Há fungos que necessitam de meios ou técnicas especiais para que as frutificações sejam produzidas. Entre estas estão: submissão à luz negra, raspagens da superfície da cultura em placas de Petri, etc.

3. Materiais sem estruturas fúngicas (sinais)

No caso dos materiais recebidos, nos quais não estão presentes estruturas fúngicas, o procedimento mais comumente utilizado é colocá-los em condições de câmara úmida. Isto pode ser conseguido de diversas formas. Entre elas, colocar o material dentro de sacos plásticos umedecidos contendo um chumaço de algodão embebido em água. O mais comum, entretanto, é executar esta operação colocando o material no interior de cristalizadores ou cubas de vidro forradas com espuma de nylon umedecida durante um período aproximado de 24 a 48 horas. Esta técnica foi desenvolvida nos laboratórios do Instituto Biológico e tem a vantagem da obtenção de condições de 90% de umidade interna das cubas sem que o material problema entre em contato direto com a água livre a qual drena para a base do disco de espuma de nylon mantendo a superfície superior seca. Após essa operação, a qual normalmente induz o aparecimento de estruturas do patógeno, o procedimento é feito como descrito no item A1.

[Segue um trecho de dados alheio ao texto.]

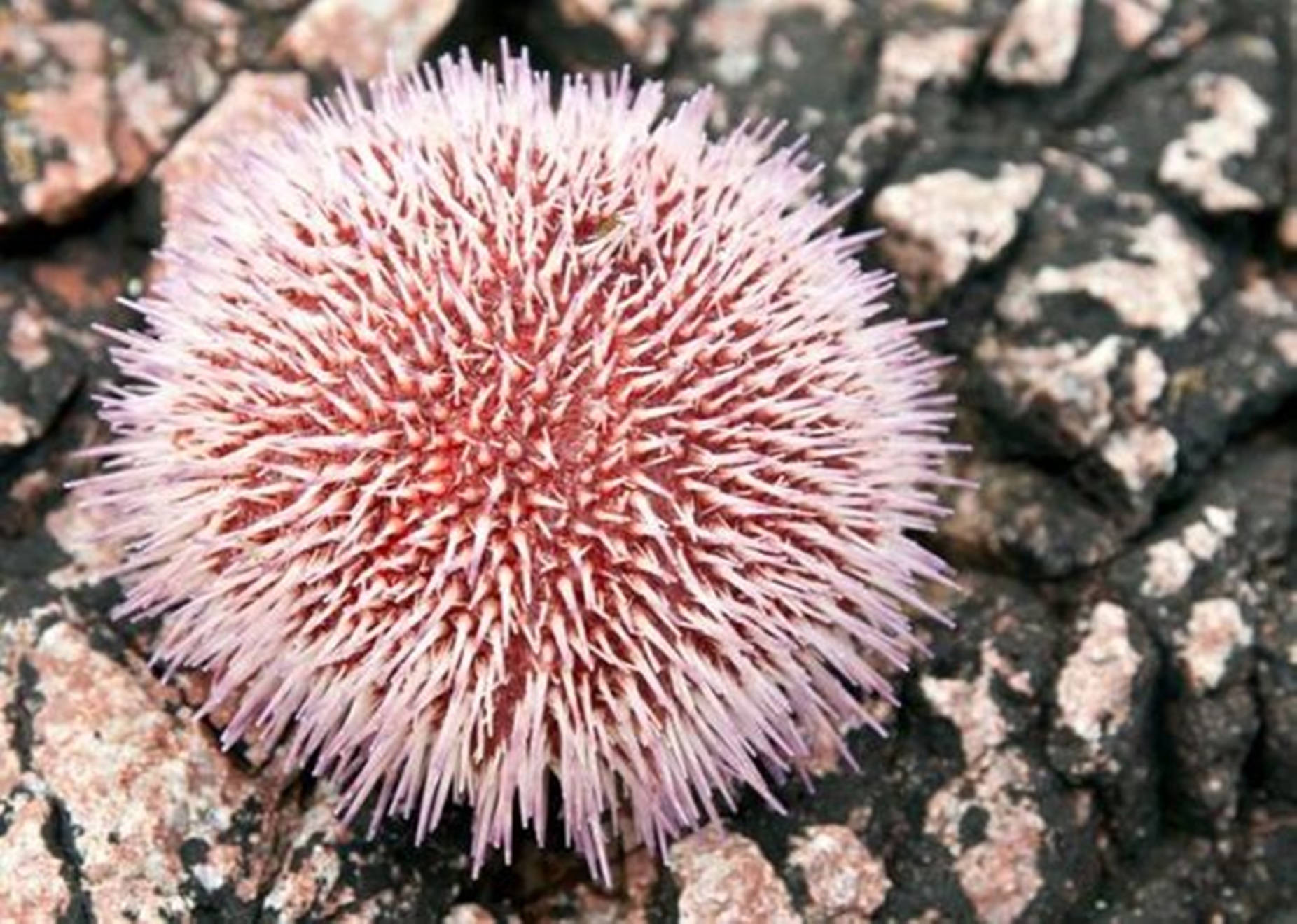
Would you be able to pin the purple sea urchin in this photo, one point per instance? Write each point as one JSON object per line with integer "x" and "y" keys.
{"x": 476, "y": 441}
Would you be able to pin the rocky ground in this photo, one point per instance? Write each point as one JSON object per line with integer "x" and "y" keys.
{"x": 1100, "y": 197}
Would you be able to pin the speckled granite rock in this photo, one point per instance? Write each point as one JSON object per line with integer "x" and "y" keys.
{"x": 1090, "y": 193}
{"x": 88, "y": 104}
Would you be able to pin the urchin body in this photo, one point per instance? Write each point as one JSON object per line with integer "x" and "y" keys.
{"x": 476, "y": 442}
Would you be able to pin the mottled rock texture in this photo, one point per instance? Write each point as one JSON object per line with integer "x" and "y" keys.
{"x": 1095, "y": 195}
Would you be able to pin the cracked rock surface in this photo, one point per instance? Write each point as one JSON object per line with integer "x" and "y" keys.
{"x": 1097, "y": 197}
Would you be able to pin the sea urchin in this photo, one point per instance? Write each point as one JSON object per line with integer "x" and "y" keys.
{"x": 476, "y": 441}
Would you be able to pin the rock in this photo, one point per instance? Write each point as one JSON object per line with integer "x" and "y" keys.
{"x": 843, "y": 879}
{"x": 942, "y": 226}
{"x": 252, "y": 103}
{"x": 363, "y": 38}
{"x": 1038, "y": 43}
{"x": 724, "y": 878}
{"x": 94, "y": 104}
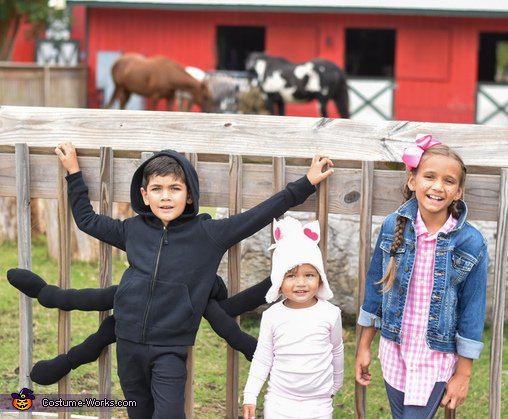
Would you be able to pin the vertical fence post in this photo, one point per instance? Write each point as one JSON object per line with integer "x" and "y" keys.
{"x": 234, "y": 261}
{"x": 363, "y": 266}
{"x": 25, "y": 262}
{"x": 322, "y": 196}
{"x": 498, "y": 300}
{"x": 189, "y": 386}
{"x": 278, "y": 183}
{"x": 106, "y": 270}
{"x": 64, "y": 277}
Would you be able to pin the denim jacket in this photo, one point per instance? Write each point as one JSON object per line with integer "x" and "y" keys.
{"x": 457, "y": 306}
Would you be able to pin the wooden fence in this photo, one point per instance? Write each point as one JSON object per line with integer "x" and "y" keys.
{"x": 36, "y": 85}
{"x": 241, "y": 160}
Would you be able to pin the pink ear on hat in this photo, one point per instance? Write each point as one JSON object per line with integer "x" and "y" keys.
{"x": 277, "y": 234}
{"x": 312, "y": 231}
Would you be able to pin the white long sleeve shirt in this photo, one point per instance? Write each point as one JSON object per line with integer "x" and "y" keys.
{"x": 301, "y": 349}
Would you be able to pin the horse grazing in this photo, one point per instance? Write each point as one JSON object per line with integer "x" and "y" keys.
{"x": 285, "y": 82}
{"x": 157, "y": 78}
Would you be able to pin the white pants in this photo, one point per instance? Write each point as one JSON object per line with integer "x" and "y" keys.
{"x": 277, "y": 407}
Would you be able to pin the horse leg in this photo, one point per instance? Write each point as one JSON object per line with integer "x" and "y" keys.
{"x": 123, "y": 95}
{"x": 280, "y": 105}
{"x": 341, "y": 100}
{"x": 171, "y": 100}
{"x": 322, "y": 107}
{"x": 113, "y": 98}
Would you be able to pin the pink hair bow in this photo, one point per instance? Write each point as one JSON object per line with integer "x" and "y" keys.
{"x": 413, "y": 155}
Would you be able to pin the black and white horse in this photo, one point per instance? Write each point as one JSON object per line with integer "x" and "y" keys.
{"x": 285, "y": 82}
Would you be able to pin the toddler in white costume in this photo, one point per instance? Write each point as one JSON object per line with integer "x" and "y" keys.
{"x": 300, "y": 340}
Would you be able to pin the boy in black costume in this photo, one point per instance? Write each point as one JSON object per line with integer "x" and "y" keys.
{"x": 220, "y": 312}
{"x": 173, "y": 256}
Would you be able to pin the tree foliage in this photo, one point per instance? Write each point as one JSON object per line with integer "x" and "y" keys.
{"x": 15, "y": 12}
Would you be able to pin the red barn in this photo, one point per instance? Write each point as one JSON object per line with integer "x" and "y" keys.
{"x": 405, "y": 62}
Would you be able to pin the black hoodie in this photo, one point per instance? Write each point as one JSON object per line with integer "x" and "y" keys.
{"x": 163, "y": 293}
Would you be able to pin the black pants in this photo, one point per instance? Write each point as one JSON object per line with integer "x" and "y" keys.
{"x": 154, "y": 377}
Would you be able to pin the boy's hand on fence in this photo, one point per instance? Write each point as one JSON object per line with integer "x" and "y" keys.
{"x": 249, "y": 411}
{"x": 363, "y": 359}
{"x": 315, "y": 173}
{"x": 66, "y": 152}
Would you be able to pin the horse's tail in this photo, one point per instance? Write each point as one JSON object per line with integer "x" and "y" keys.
{"x": 342, "y": 98}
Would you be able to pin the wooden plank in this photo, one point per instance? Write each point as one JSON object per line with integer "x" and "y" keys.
{"x": 322, "y": 203}
{"x": 189, "y": 386}
{"x": 261, "y": 135}
{"x": 234, "y": 263}
{"x": 64, "y": 278}
{"x": 363, "y": 266}
{"x": 25, "y": 261}
{"x": 482, "y": 191}
{"x": 106, "y": 271}
{"x": 498, "y": 301}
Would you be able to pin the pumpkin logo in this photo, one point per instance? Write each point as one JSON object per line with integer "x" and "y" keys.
{"x": 23, "y": 400}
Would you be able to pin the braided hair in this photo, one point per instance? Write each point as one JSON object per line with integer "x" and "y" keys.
{"x": 436, "y": 150}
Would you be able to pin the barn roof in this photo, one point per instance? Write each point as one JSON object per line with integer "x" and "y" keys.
{"x": 493, "y": 8}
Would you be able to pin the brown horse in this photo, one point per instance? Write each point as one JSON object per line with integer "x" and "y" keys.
{"x": 157, "y": 78}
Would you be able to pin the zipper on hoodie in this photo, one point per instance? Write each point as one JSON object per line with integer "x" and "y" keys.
{"x": 163, "y": 241}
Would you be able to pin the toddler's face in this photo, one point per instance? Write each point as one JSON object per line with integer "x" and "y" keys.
{"x": 300, "y": 286}
{"x": 167, "y": 197}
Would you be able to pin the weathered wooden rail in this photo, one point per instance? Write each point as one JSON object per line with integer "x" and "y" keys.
{"x": 241, "y": 160}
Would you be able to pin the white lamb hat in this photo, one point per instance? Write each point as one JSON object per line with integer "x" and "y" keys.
{"x": 294, "y": 246}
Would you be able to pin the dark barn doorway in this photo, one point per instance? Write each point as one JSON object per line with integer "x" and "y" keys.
{"x": 370, "y": 52}
{"x": 235, "y": 43}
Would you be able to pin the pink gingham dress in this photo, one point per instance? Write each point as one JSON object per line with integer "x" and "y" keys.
{"x": 412, "y": 367}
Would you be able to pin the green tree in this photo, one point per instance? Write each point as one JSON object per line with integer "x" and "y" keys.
{"x": 15, "y": 12}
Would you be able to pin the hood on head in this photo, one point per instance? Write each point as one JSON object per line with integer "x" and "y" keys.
{"x": 191, "y": 178}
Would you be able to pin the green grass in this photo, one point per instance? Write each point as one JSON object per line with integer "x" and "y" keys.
{"x": 210, "y": 367}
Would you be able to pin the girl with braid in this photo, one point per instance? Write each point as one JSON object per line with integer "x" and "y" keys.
{"x": 425, "y": 290}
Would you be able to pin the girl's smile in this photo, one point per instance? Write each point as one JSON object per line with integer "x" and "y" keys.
{"x": 300, "y": 285}
{"x": 436, "y": 185}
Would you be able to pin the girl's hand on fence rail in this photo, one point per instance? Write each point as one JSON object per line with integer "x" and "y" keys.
{"x": 458, "y": 386}
{"x": 315, "y": 173}
{"x": 249, "y": 411}
{"x": 66, "y": 152}
{"x": 362, "y": 373}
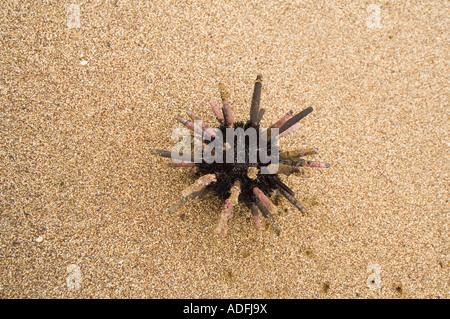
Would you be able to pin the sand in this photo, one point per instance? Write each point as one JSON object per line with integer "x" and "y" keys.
{"x": 82, "y": 102}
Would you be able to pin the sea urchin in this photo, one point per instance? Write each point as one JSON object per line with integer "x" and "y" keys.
{"x": 237, "y": 171}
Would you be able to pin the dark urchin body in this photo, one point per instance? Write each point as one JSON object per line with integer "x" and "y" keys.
{"x": 243, "y": 181}
{"x": 228, "y": 173}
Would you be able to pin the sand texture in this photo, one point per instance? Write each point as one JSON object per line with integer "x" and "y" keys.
{"x": 84, "y": 99}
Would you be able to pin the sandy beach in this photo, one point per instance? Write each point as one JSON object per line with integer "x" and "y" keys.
{"x": 88, "y": 88}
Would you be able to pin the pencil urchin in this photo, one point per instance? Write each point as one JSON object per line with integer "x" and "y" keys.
{"x": 238, "y": 171}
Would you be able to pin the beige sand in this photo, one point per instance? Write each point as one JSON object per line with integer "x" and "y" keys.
{"x": 82, "y": 200}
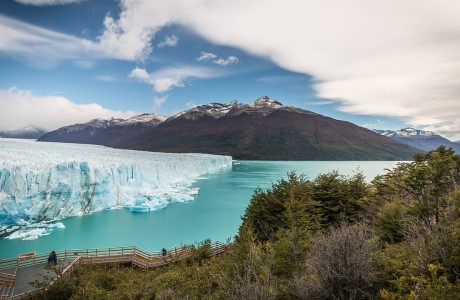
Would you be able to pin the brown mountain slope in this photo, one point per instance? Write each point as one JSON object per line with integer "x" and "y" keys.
{"x": 262, "y": 130}
{"x": 281, "y": 135}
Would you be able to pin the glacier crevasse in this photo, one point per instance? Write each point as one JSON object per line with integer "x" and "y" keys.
{"x": 51, "y": 181}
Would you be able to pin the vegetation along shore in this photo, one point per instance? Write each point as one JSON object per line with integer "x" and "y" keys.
{"x": 332, "y": 237}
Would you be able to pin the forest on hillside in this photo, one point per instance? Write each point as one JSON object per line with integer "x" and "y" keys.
{"x": 332, "y": 237}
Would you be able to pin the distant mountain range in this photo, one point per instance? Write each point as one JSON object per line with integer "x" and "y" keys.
{"x": 419, "y": 139}
{"x": 23, "y": 133}
{"x": 261, "y": 130}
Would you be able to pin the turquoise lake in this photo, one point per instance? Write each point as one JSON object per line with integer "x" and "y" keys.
{"x": 215, "y": 213}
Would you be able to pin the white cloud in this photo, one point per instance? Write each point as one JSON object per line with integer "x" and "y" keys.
{"x": 47, "y": 2}
{"x": 20, "y": 108}
{"x": 42, "y": 47}
{"x": 141, "y": 74}
{"x": 207, "y": 56}
{"x": 225, "y": 62}
{"x": 165, "y": 79}
{"x": 191, "y": 104}
{"x": 169, "y": 41}
{"x": 158, "y": 102}
{"x": 106, "y": 78}
{"x": 395, "y": 58}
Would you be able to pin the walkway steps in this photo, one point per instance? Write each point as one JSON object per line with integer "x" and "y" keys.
{"x": 32, "y": 266}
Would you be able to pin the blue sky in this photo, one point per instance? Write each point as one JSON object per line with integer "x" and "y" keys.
{"x": 384, "y": 66}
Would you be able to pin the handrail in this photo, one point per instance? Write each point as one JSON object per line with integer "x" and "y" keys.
{"x": 7, "y": 279}
{"x": 125, "y": 253}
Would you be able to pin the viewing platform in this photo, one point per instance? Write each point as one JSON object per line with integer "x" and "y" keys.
{"x": 30, "y": 271}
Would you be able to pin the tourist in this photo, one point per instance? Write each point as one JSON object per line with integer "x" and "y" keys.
{"x": 52, "y": 258}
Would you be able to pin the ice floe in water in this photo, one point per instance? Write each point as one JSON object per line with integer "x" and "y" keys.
{"x": 51, "y": 181}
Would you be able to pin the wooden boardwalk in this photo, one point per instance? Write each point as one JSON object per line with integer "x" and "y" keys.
{"x": 17, "y": 274}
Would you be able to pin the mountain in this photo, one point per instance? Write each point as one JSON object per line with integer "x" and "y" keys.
{"x": 98, "y": 131}
{"x": 261, "y": 130}
{"x": 419, "y": 139}
{"x": 29, "y": 132}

Os tipos de microscopia utilizados tanto no item A1 como no A2 são, além da microscopia estereoscópica, a microscópica ótica, com ou sem o contraste de fase e com magnificações que variam desde 100X até no máximo 1000X, sendo que para o aumento de 1000X, são utilizadas as lentes de imersão.

Para fungos que não desenvolvem facilmente estruturas reprodutivas pode-se proceder a isolamentos retirando-se, de preferência, tecidos nos limites das partes sadias e semeando-os nos meios acima referidos. Esses isolamentos podem ser feitos, diretamente, sem desinfestação ou com desinfestação. Quando se procede a desinfestação, as partes a serem desinfestadas são imersas em hipoclorito de sódio ou água sanitária, empregando-se soluções aquosas de aproximadamente 25%, depois procede-se a lavagens sucessivas com água destilada estéril antes da semeadura nos meios de cultura. No passado, era mais comumente empregado o bicloreto de mercúrio, também denominado sublimado corrosivo. Atualmente, a grande maioria dos laboratórios emprega o hipoclorito ao invés do bicloreto, dada a sua extrema toxicidade para o homem.

4. Materiais com suspeita de podridões causadas por patógenos aquáticos (Pythium e Phytophthora)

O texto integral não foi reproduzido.